The current owners of the farm bought the property in 2007. Following the kidnap, the farm’s name was changed.
Since Hosein’s revelations, the owners have been unreceptive to requests from the family to allow them access to analyse the spot with ground-penetrating radar.
When a Times reporter visited the farmhouse, a young woman said they “don’t want anything to do with it” and were concerned that it could become a focal point for tourists.
“We’ve moved into the house after the incident and as far as we’re concerned there’s nothing that needs to be talked about,” she said.
“The police have the right to do what they want to do, but they will have to go through the correct procedures to make it happen and we’ll of course accept [that], but until that happens, quite frankly, we’re not interested.”
Dianne McKay said that if the remains are recovered she would have to decide with her brother and sister what to do with them.
“It gave me a sense of comfort, just to think she was buried somewhere. There was so much horrible speculation, about being fed to the pigs.
“I’m desperately keen to find her body.”
Alick McKay, right, with Rupert and Anna Murdoch
COURTESY OF THE MCKAY FAMILY/CARAVAN MEDIA
She added: “It would just be nice to know she wasn’t on that awful farm. It completely destroyed my father, he was never the same.

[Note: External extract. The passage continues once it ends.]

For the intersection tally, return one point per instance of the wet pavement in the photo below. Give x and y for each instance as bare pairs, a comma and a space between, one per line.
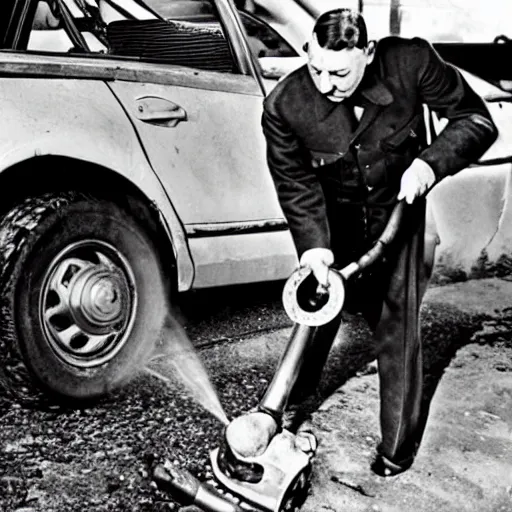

“He suffered from terrible guilt. He felt it was all his fault.
“When he died I didn’t feel sad because he had been so unhappy. He wanted to be with her.”
Dianne McKay’s life has never been the same since her mother’s abduction either.
“It froze me emotionally and my marriage broke up within about two years of it happening,” she said. “I had three children and they were also affected. My eldest daughter was very fond of my mother — she was ten years old. It does affect them, really badly. What do you tell a child without terrifying them for the rest of their life?”
She added: “I want to get to that farm by Christmas. Knowing she may be there and yet there’s nothing we can do is incredibly frustrating.
“It’s upsetting that we can’t get on with it. We’ve got so far after 51 years. We’ve already done the work for the police. I appreciate they have live cases but it shouldn’t take long.”
Gayle said: “I was in total disbelief when he started being so candid. He’s gone 51 years not telling a soul where the body is. It’s very, very convincing.
“I wouldn’t be surprised in the least if he was telling the truth and that body is exactly where he said it is.
“Nizamodeen seemed to age ten years before me — it seemed to have a profound effect on him.”
A spokesman for the Met, which is leading the case, said: “The Met were contacted in December 2021 by the family of Muriel McKay regarding information they had obtained in relation to her murder.
“Officers are liaising with them to arrange a date to meet and assess the information.”